С детства Иван привык просыпаться в белом молочном воздухе. Туман заливал улицы и стоял плотный, ощутимый, приглушая жизнь до шепота, догадки, плохо различимого вместо явного. Пока Иван ходил в школу, он не думал про туман, но в институте понял, что тот душит город и оттого здесь ничего не происходило последние семь веков. Туман крал город каждое утро и нехотя отпускал в десятом часу. До этого жизнь была лишь тенью, ожиданием того, что наступит, когда растает плотная влажная марля и темные контуры – наметки будущих форм – перестанут плыть в мутном воздухе и затвердеют, станут реальностью. Туман не таил в себе обещаний; он окутывал город, пытаясь скрыть будущее, и будущее, само как туман, плыло мимо Ивана, оставляя его в настоящем. В этом настоящем ничего не случалось, и – никакое – каждый вечер оно становилось прошлым. Иван боялся затеряться в тумане, превратиться в его часть – невидную, неслышную, ненужную – и однажды растаять вместе с ним – без следа. Он знал, что будущее в городе не наступит, и оттого решил уехать в Москву.

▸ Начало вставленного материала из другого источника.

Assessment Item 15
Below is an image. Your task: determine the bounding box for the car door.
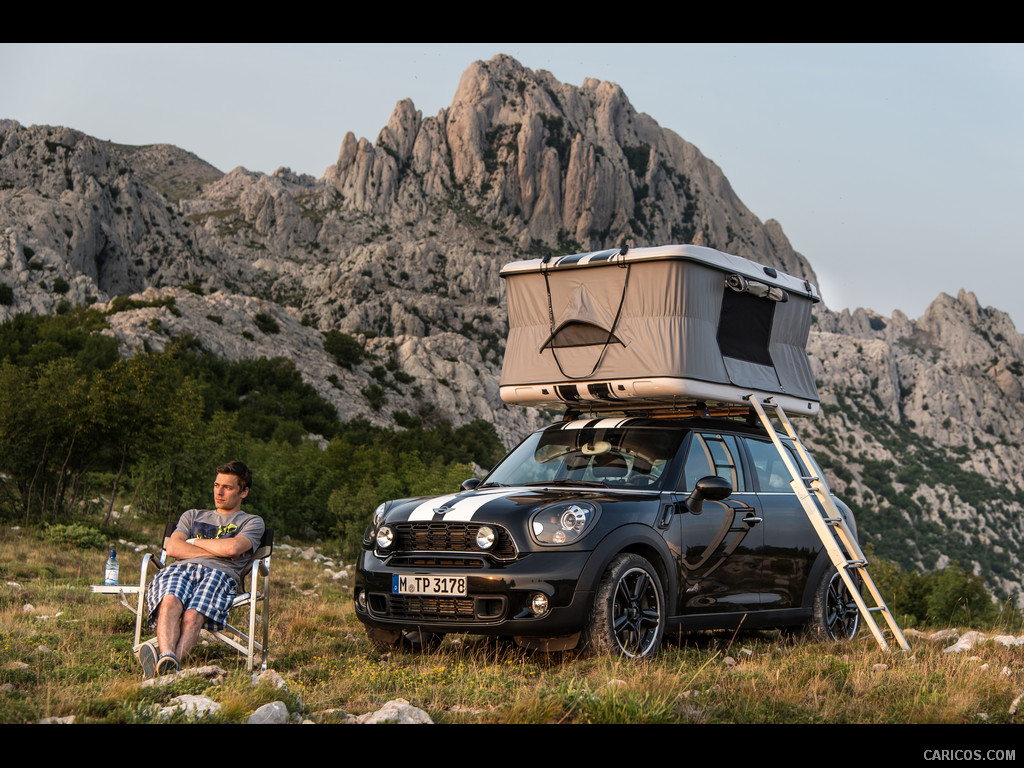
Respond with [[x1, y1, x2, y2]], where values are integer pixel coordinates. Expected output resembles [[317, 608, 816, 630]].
[[742, 436, 821, 608], [676, 431, 763, 614]]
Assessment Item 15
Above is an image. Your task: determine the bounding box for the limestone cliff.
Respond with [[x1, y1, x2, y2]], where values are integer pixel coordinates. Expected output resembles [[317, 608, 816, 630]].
[[0, 56, 1024, 606]]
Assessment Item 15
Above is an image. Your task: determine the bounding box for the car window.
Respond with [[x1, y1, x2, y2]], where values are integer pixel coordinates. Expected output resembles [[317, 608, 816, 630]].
[[746, 438, 800, 494], [679, 432, 745, 492], [485, 427, 684, 488]]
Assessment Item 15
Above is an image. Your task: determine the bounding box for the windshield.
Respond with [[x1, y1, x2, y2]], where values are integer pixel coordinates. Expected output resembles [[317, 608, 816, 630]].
[[484, 423, 685, 489]]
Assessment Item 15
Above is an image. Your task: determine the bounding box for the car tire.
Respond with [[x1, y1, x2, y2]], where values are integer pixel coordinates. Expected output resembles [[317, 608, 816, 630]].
[[367, 627, 444, 653], [807, 567, 860, 640], [585, 554, 666, 658]]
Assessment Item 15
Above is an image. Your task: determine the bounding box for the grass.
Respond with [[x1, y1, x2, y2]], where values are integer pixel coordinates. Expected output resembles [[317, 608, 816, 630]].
[[0, 527, 1024, 725]]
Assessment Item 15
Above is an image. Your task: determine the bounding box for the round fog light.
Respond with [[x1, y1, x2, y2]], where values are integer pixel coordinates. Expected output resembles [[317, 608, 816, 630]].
[[529, 592, 550, 616]]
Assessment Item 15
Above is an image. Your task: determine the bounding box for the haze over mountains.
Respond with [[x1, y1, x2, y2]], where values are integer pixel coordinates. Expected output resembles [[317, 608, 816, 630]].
[[0, 56, 1024, 597]]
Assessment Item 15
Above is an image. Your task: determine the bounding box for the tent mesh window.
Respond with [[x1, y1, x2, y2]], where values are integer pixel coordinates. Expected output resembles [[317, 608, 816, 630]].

Он закончил институт и тут же, в июле, пока стояло переменчивое среднерусское тепло, сел на автобус, что шел в столицу. Матери Иван сказал, что едет посмотреть, но знал – не вернется. В голове его уже стало тесно от прочитанных книг, и он хотел жизни, про которую рассказывали черные строчки и которая не могла случиться в родном месте. Поэтому однажды утром Иван Петров уехал рейсовым автобусом в свое будущее. Его ждала другая, ясная жизнь, без тумана и всегдашней реки.
Он снял комнату в старой темной квартире, смотревшей на круглый, застроенный гаражами двор, куда его привел бурый от пьянства редкозубый мужчина, негромко выспрашивающий у вокзальных приезжих, нужно ли жилье. Иван спросил мужчину про деньги и почти сразу решил, что цена подходящая, однако стал торговаться еще по пути. Этому его научила жена директора клуба, с которой он разделил шесть часов унылой серой дороги до Москвы. Она сама предложила Ивану сесть рядом и, пока ехали, говорила без остановки, позволяя гладить свои по-летнему голые ноги под наброшенным на колени плащом.
– На первую цену не соглашайся, – советовала она. – Скажи, что дорого, и проси скинуть. Московским-то – им лишь бы урвать.
Иван кивал, пытаясь продвинуть ладонь выше под легкое щекочущее платье. Кристина его не останавливала, но и не помогала, держа ноги сдвинутыми начиная с середины бедра. Здесь ее кожа казалась горячее, чем у круглых уютных коленок. Она была старше Ивана лет на десять, и про нее в городе ходили разговоры. В конце пути она дала Ивану номер телефона родни мужа, у которой должна была остановиться, и попросила, когда будет звонить, сказать, что по поводу земельных участков. Иван пообещал и решил не звонить: он не хотел в новой жизни ничего старого, боясь, что оно принесет за собой туман.